With the integration of Bessarabia into Greater Romania in 1918, the Jews, like all the inhabitants of the region, became Romanian citizens but were generally considered as suspects in the eyes of the Bucharest authorities, who saw them as in the other minorities of Bessarabia, potential agents of Moscow, in any case citizens whose loyalty to their new homeland would be doubtful. This trend deteriorated with the development of state anti-Semitism in Romania during the 1930s, which reached its peak with the coming to power of Marshal Antonescu in 1940. It was from the start of Operation Barbarossa that the Shoah begins for the Jews of Bessarabia. After an initial phase – during the summer of 1941 – of extreme violence, mass executions by gunshots, drownings, imposed famines, during which more than 100,000 people died, most of the Jews remaining in Bessarabia were herded into the ghettos of Transnistria, a region of Ukraine situated between the Dniester and Bug rivers and occupied by the Romanians until 1944 with co-religionists from Bucovina and the rest of Romania: it is estimated that around 380,000 Romanian victims of the Shoah, a majority of which lived in Bucovina and Bessarabia.

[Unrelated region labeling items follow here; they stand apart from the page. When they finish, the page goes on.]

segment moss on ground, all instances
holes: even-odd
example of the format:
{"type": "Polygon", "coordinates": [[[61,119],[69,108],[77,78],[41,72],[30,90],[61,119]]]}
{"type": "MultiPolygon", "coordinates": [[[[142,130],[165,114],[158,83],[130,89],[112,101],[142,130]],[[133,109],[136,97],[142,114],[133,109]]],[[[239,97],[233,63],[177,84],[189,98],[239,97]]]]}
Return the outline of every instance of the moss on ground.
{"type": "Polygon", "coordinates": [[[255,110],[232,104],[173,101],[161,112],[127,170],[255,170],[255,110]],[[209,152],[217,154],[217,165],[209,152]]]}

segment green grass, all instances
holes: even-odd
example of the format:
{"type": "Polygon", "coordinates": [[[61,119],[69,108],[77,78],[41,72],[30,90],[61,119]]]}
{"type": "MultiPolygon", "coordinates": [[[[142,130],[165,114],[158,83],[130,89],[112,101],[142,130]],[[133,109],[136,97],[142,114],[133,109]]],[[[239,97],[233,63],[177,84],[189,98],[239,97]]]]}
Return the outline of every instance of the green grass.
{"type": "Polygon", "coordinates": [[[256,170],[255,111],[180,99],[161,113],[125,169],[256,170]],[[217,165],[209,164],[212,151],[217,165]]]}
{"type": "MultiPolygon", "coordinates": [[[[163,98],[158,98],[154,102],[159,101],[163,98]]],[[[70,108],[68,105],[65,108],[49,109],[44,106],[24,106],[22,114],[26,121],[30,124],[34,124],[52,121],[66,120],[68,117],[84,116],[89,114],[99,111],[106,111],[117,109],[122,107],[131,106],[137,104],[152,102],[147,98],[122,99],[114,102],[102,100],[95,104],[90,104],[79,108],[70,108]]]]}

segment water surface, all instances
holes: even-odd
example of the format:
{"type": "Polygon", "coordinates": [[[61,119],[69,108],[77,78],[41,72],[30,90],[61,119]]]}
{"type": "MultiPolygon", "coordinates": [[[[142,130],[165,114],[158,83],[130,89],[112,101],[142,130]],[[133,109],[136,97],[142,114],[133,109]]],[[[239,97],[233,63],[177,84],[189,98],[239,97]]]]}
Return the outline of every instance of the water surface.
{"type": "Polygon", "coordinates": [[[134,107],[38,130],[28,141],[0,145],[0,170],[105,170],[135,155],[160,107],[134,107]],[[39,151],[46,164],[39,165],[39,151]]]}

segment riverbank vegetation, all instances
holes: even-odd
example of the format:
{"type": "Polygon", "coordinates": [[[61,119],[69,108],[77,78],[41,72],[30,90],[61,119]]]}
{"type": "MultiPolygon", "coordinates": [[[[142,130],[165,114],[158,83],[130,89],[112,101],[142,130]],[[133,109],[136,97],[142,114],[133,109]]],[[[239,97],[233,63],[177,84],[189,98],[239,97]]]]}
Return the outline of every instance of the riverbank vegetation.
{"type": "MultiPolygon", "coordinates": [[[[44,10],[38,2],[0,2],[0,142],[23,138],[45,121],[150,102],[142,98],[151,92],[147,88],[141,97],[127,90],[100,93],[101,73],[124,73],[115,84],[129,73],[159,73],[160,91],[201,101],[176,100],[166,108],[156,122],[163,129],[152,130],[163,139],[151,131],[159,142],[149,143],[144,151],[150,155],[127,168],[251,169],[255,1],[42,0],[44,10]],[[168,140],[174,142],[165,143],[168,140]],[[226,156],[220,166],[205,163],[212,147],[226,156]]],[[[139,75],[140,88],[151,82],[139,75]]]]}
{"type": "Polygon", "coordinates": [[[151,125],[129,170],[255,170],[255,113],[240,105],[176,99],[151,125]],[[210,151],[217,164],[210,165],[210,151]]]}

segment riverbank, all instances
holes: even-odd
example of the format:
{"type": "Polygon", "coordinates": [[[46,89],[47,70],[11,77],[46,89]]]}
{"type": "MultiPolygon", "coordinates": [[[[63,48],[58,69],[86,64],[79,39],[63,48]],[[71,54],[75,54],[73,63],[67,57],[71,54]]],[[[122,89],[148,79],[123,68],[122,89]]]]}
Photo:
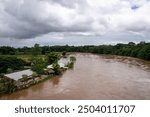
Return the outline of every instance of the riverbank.
{"type": "Polygon", "coordinates": [[[0,99],[150,99],[147,61],[86,53],[75,57],[72,70],[0,99]]]}

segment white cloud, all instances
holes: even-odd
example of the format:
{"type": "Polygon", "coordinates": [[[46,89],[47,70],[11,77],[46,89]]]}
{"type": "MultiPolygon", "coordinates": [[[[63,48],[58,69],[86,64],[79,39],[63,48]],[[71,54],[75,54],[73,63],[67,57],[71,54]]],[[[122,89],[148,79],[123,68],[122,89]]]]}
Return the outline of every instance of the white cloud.
{"type": "Polygon", "coordinates": [[[147,35],[149,0],[0,0],[0,40],[56,33],[147,35]],[[131,33],[133,32],[133,33],[131,33]]]}

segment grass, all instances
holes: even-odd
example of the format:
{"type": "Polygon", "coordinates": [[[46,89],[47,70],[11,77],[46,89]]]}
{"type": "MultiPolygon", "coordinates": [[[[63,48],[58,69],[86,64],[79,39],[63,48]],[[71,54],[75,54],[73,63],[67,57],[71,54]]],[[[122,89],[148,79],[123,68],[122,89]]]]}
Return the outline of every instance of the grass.
{"type": "MultiPolygon", "coordinates": [[[[4,57],[17,57],[19,59],[22,59],[26,62],[30,62],[31,59],[35,56],[33,55],[0,55],[0,56],[4,56],[4,57]]],[[[42,57],[42,58],[45,58],[46,56],[45,55],[37,55],[37,57],[42,57]]]]}

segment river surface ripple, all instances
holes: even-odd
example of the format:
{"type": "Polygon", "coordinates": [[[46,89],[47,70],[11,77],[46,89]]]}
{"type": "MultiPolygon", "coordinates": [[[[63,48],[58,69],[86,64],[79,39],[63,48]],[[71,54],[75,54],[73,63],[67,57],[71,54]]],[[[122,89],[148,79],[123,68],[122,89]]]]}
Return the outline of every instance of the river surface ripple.
{"type": "Polygon", "coordinates": [[[76,54],[74,69],[0,99],[150,99],[150,62],[76,54]]]}

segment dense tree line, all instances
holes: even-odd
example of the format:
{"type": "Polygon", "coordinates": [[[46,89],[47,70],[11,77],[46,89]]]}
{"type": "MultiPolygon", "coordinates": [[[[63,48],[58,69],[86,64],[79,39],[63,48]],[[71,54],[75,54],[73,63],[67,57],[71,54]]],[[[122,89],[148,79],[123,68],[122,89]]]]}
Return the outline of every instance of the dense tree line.
{"type": "Polygon", "coordinates": [[[27,63],[16,57],[0,56],[0,73],[11,73],[23,69],[27,63]]]}
{"type": "Polygon", "coordinates": [[[135,44],[129,42],[128,44],[116,44],[116,45],[89,45],[89,46],[43,46],[40,47],[39,44],[35,44],[34,47],[23,47],[23,48],[12,48],[12,47],[0,47],[1,55],[18,55],[18,54],[32,54],[46,55],[49,52],[90,52],[97,54],[112,54],[121,56],[131,56],[136,58],[141,58],[145,60],[150,60],[150,43],[140,42],[135,44]]]}

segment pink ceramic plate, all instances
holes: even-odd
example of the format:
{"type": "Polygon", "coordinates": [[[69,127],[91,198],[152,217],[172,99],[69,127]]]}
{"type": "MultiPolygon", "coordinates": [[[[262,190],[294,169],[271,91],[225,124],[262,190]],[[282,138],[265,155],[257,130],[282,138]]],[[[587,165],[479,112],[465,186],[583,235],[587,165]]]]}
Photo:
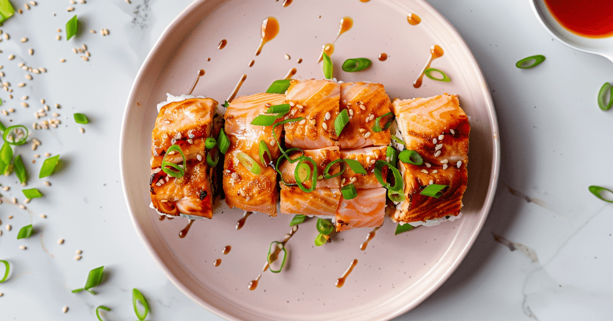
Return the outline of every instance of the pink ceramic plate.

At the end of the war, this region became Soviet again and most of the Jews who had fled it during the war resettled there. During the 1970s, the Jewish community in Soviet Moldova numbered around 100,000 people. When Soviet Jews began to be allowed to emigrate to Israel, tens of thousands of them made alya, one of the most famous being Avidgor Liebermann, born in 1958 in Chisinau. The alias of the Jews of Moldova gained momentum after independence in 1991, mainly for economic reasons.
The Jewish community in Moldova currently represents, in its broadest sense, around 10,000 people, most of them living in Chisinau. After two difficult decades, a Jewish renewal is currently at work in Moldova, structured spiritually by the Chabad community and culturally by the community center of Chisinau. In addition, a number of historic sites hitherto neglected by the authorities now appear to be receiving some renewed interest.